Hello Kern, hello all,

Volume Bacula will want on Monday, ... The major change is a total revamp of the inner loop of the device reservation code following the algorithm proposed in a recent email. This appears to correct the problems of getting multiple autochanger drives running simultaneously, as well as several other reported problems.

perhaps I'll give it a try. But a little tale first.

We've got a HP 2/20 Library with 2 DLT-8000 drives. Our backup box is running
Debian GNU/Linux 3.0, Bacula 1.38.2 and 11 nodes. The system has gone into
production on Wednesday (with one drive) and tremendous success. Bacula is
really great.

To speed things up, I tried to activate the second drive on Thursday. I've
created a second pool and relabeled some tapes into that pool.
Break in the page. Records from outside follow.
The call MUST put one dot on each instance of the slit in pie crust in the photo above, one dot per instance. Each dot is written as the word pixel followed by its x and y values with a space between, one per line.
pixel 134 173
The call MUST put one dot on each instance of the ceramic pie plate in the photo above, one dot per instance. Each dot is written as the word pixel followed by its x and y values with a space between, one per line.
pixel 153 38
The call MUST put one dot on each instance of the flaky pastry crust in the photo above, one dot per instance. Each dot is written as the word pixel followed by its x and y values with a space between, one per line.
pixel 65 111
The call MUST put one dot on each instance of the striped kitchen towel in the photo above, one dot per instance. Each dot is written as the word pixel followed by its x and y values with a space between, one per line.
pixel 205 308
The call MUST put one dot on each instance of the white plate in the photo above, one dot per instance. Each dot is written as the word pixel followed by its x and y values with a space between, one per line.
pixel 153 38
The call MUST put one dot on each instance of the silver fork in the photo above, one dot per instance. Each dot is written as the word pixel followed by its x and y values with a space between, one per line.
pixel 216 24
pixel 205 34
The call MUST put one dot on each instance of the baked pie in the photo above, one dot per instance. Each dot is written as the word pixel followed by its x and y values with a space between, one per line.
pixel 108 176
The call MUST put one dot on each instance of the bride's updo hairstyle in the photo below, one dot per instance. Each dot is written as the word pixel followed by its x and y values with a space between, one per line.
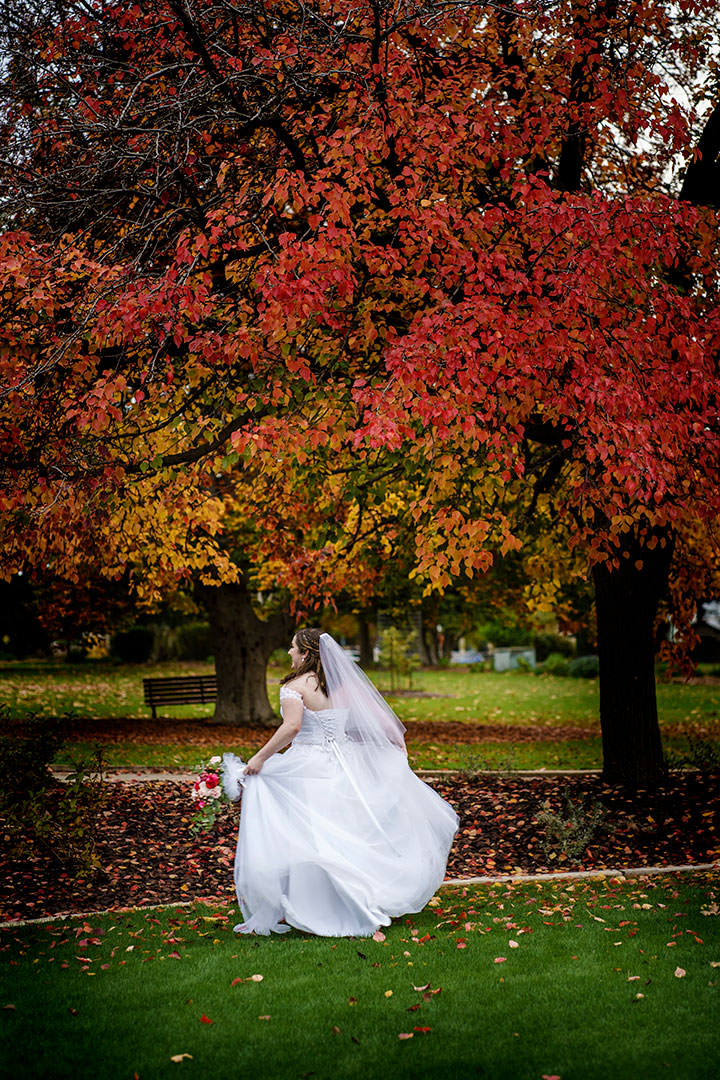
pixel 308 642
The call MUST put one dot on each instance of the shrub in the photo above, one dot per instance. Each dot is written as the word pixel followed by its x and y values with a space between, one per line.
pixel 556 664
pixel 41 817
pixel 194 642
pixel 569 835
pixel 133 646
pixel 26 756
pixel 584 667
pixel 546 644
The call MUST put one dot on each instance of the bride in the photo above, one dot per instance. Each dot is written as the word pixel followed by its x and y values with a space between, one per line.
pixel 337 836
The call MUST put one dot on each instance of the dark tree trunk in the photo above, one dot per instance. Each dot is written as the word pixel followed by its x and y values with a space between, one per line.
pixel 243 645
pixel 364 646
pixel 626 604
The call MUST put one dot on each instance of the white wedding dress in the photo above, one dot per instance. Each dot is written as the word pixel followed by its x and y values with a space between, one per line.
pixel 331 845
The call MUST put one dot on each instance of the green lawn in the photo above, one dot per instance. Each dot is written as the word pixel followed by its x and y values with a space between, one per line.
pixel 525 982
pixel 562 754
pixel 97 689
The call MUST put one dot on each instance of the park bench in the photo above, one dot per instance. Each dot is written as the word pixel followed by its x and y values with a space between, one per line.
pixel 179 690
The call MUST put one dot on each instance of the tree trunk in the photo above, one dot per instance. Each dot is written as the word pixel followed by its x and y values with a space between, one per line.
pixel 365 647
pixel 626 604
pixel 243 645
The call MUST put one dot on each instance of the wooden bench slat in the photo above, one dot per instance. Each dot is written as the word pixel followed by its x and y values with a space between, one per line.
pixel 179 690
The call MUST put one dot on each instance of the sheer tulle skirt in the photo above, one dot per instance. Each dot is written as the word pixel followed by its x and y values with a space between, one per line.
pixel 328 847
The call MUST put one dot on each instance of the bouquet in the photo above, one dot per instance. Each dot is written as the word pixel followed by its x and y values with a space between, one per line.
pixel 219 782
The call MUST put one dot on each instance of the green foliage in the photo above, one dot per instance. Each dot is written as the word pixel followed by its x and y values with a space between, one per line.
pixel 567 836
pixel 556 664
pixel 475 761
pixel 133 646
pixel 584 667
pixel 26 756
pixel 194 642
pixel 546 644
pixel 697 753
pixel 398 656
pixel 505 630
pixel 41 817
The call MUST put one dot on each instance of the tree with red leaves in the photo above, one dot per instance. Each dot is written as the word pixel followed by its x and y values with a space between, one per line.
pixel 442 275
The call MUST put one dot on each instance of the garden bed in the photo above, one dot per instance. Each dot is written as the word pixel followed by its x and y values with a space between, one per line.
pixel 148 854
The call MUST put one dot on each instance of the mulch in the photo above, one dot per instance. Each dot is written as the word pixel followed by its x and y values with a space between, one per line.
pixel 148 854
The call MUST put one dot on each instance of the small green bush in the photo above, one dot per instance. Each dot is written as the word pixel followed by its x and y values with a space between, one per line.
pixel 194 642
pixel 556 664
pixel 41 817
pixel 26 756
pixel 584 667
pixel 133 646
pixel 569 835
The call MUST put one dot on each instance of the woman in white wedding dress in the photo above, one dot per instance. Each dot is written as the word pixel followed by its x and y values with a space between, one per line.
pixel 337 836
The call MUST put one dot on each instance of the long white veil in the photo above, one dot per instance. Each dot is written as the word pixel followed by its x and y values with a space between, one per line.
pixel 371 721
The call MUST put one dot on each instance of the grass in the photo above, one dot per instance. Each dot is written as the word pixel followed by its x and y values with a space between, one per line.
pixel 103 690
pixel 607 980
pixel 98 689
pixel 559 754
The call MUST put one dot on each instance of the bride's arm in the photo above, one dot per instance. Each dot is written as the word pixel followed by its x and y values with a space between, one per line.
pixel 282 738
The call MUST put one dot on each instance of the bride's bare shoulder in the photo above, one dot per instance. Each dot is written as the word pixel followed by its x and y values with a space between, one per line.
pixel 309 689
pixel 302 685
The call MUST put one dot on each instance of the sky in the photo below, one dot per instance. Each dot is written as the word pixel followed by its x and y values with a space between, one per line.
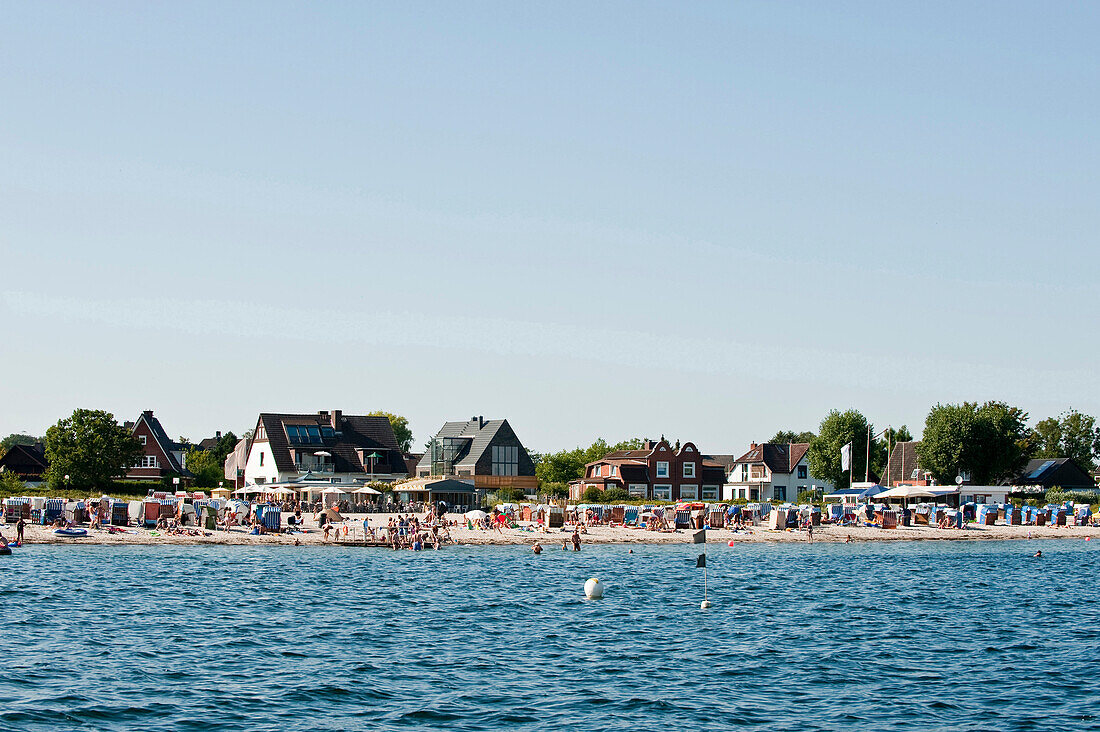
pixel 704 220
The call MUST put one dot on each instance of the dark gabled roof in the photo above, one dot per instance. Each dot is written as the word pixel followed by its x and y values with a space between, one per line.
pixel 353 433
pixel 634 472
pixel 780 458
pixel 725 461
pixel 901 463
pixel 167 445
pixel 479 434
pixel 1052 472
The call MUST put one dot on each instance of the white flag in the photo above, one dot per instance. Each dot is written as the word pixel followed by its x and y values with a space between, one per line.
pixel 846 457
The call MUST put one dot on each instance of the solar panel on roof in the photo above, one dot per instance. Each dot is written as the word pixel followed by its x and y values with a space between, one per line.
pixel 1042 469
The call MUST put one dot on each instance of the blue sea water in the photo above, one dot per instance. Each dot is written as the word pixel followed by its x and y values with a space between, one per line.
pixel 974 635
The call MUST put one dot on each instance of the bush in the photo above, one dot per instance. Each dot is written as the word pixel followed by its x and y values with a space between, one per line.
pixel 615 494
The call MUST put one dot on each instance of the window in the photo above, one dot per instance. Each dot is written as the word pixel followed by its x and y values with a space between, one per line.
pixel 505 460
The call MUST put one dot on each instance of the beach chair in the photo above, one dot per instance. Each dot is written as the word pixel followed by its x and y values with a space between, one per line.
pixel 53 511
pixel 272 519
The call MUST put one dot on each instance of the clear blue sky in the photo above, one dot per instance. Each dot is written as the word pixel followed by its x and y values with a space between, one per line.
pixel 710 220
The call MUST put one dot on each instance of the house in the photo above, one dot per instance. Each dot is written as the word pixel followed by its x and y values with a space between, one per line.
pixel 161 456
pixel 903 467
pixel 656 471
pixel 486 450
pixel 326 446
pixel 25 461
pixel 1056 472
pixel 773 471
pixel 210 443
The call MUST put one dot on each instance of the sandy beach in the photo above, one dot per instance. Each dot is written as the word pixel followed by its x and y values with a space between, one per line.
pixel 528 535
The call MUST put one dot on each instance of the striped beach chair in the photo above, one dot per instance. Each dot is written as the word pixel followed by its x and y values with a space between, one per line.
pixel 53 511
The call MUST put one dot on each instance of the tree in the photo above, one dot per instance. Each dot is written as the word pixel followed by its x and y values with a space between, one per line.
pixel 206 467
pixel 91 448
pixel 224 446
pixel 837 429
pixel 990 441
pixel 1069 435
pixel 400 426
pixel 784 436
pixel 15 438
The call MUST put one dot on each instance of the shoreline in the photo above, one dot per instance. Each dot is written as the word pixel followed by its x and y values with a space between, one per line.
pixel 595 535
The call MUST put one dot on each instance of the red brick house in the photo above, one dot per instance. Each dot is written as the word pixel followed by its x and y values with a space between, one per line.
pixel 657 471
pixel 162 456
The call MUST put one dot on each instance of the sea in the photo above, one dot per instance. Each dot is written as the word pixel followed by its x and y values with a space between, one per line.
pixel 924 635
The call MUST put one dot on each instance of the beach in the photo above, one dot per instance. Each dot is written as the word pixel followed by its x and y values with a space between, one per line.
pixel 527 534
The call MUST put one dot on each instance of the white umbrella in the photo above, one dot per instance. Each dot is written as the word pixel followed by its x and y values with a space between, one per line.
pixel 906 492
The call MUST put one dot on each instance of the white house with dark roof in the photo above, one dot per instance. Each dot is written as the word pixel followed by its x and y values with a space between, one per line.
pixel 772 472
pixel 486 450
pixel 161 455
pixel 326 446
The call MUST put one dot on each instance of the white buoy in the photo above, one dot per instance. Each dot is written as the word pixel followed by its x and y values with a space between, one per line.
pixel 593 589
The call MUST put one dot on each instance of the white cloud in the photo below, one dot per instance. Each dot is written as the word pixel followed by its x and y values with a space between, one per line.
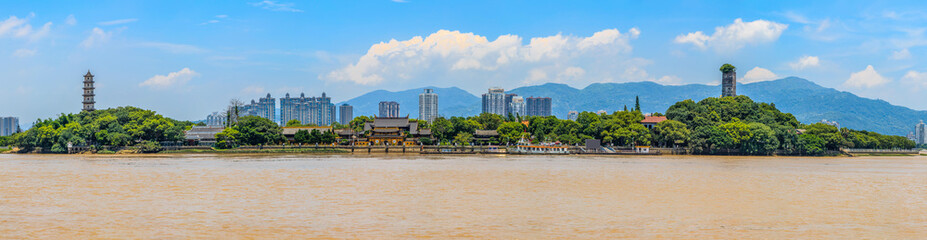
pixel 918 79
pixel 446 55
pixel 97 36
pixel 119 21
pixel 536 76
pixel 172 47
pixel 669 80
pixel 735 36
pixel 805 62
pixel 866 78
pixel 20 28
pixel 70 20
pixel 24 53
pixel 901 54
pixel 252 90
pixel 275 6
pixel 172 79
pixel 758 74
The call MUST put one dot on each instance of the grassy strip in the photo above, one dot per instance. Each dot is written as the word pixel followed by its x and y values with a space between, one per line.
pixel 290 150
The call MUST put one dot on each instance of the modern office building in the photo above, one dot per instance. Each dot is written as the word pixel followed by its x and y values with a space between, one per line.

Everything I've
found - regarding using multiple drives - says, that several pools are needed.
This were the configuration changes:

bacula-dir.conf:
Director {
   Maximum Concurrent Jobs = 2 (was 1)
}

Storage {
   Maximum Concurrent Jobs = 2 (was unset)
}

Job {} and Client {} have Maximum Concurrent Jobs unset

bacula-sd.conf:
Storage {
   Maximum Concurrent Jobs = 20 (unchanged)
}

I also put some nodes into that pool. This is what happend:

Job 1 (pool a) started to write on drive one. Job 2 (pool b) started to write
on drive two (the new one). Great. Then, job 1 finished and job three (pool a)
was started. At this time I noticed that job 2 seems to be stucked (written
blocks didn't increase any more). A little bit later job 3 was also stucked.
After 20 minutes I tried to cancel the (still stucked) jobs without success.
Thus I stoppped bacula-dir and bacula-sd which leaves two bacula-sd processes
in status D behind. They couldn't be killed so I rebooted the box. This also
failed with a booted kernel saying that init couldn't find the root partition.
After a poweroff/on the box came up as usual.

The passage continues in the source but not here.